It's tough to measure "demand" as such. When people decide not to take as many trips because gas costs too much, we may see consumption stagnate or decline, but technically (in the economic sense) "demand" has remained the same or may even have grown. All we can objectively measure is consumption.

Perhaps you can do something with polls, asking people how much more they would drive if gas were cheaper, how much less if it were more expensive. I've occasionally seen polls like that here and there; oddly, they only ever ask the second question, about gas getting more expensive. And people always say the same thing, they won't drive any less.

I don't know if I believe these polls, because they are asking people about hypotheticals and their actual responses might be different if the situations became real. They may also represent a certain stubbornness or defiance or even manipulativeness when people insist that they won't drive less.

I wonder if we would get more honest responses by asking if people would drive more if gas were cheaper. Suppose people are being manipulative, and trying to exaggerate the negative impact of higher prices, in order to rally political support for measures to keep prices low. Then they might similarly exaggerate the positive impact of lower prices, in order to gather support for measures to bring prices down. In that case they would claim to drive no less if prices rose, implying little elasticity, but to drive much more if prices fell, implying great elasticity. This would at least expose any such inconsistency and help us to evaluate the credibility of the answers, and also might give us a methodological tool: we could average the two results and perhaps get a better estimate of true elasticity of demand, giving insight into the shape of the demand curve.

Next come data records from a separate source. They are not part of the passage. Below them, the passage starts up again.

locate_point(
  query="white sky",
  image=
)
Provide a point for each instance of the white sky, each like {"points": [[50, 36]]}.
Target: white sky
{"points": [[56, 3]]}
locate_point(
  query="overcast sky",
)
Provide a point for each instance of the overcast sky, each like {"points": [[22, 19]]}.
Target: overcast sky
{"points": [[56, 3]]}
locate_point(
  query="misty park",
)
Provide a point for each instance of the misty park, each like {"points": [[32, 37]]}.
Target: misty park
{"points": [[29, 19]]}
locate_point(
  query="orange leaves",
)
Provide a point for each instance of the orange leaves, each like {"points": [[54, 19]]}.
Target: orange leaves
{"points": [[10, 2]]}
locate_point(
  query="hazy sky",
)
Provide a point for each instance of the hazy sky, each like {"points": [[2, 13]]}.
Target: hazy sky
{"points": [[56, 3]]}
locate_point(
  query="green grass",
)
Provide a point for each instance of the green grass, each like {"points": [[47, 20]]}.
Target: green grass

if oil goes upto $100 a barrel?

http://www.alertnet.org/thenews/newsdesk/N24333447.htm

WASHINGTON, March 24 (Reuters) - If the price of crude oil ever jumps to $100 a barrel and sends gasoline costs soaring, you're better off living in New York City than just about anywhere else, according to a study released on Friday.

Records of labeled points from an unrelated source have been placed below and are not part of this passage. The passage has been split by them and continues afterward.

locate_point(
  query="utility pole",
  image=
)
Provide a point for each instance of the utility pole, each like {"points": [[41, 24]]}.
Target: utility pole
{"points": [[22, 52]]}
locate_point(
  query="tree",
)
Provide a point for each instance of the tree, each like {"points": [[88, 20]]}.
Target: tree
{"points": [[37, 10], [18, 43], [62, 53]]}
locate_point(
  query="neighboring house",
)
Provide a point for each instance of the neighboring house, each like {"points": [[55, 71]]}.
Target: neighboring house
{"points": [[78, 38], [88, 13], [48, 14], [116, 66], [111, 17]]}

who pays for this research and why??

Interestingly, New Yorkers actually have just about the smallest environmental impact of any large group of Americans.

Why?  Because their "environmental footprint" is very small by American standards.

In sub/exurbia people occupy half an acre (or more) for a 2400 - 5000 sq ft house.  In NYC families occupy a fraction of the floor space and a TINY fraction of the land (thanks to building vertically).  In the 'urbs people have several cars per family and NEVER use mass transit (which typically isn't conveniently available anyway).  In NYC most people don't even own a vehicle and commute by foot and mass transit.

Why would this interest anyone?  If you are interested in the issue of peak oil, it should interest you:  New Yorker's can get by on much less energy than most Americans and a whole lot less oil energy.

The weakness of New York is Manhatten.  High rises take MUCH more energy per square foot than low rises (alhough not oil energy bye and large).

Brooklyn, Queens, Staten Island and even Bronx - good.  Manhatten - not so good.

BTW, preKatrina, the residents of The Big Easy were in a statistical tie with the residents of The Big Apple for fewest miles driven annually.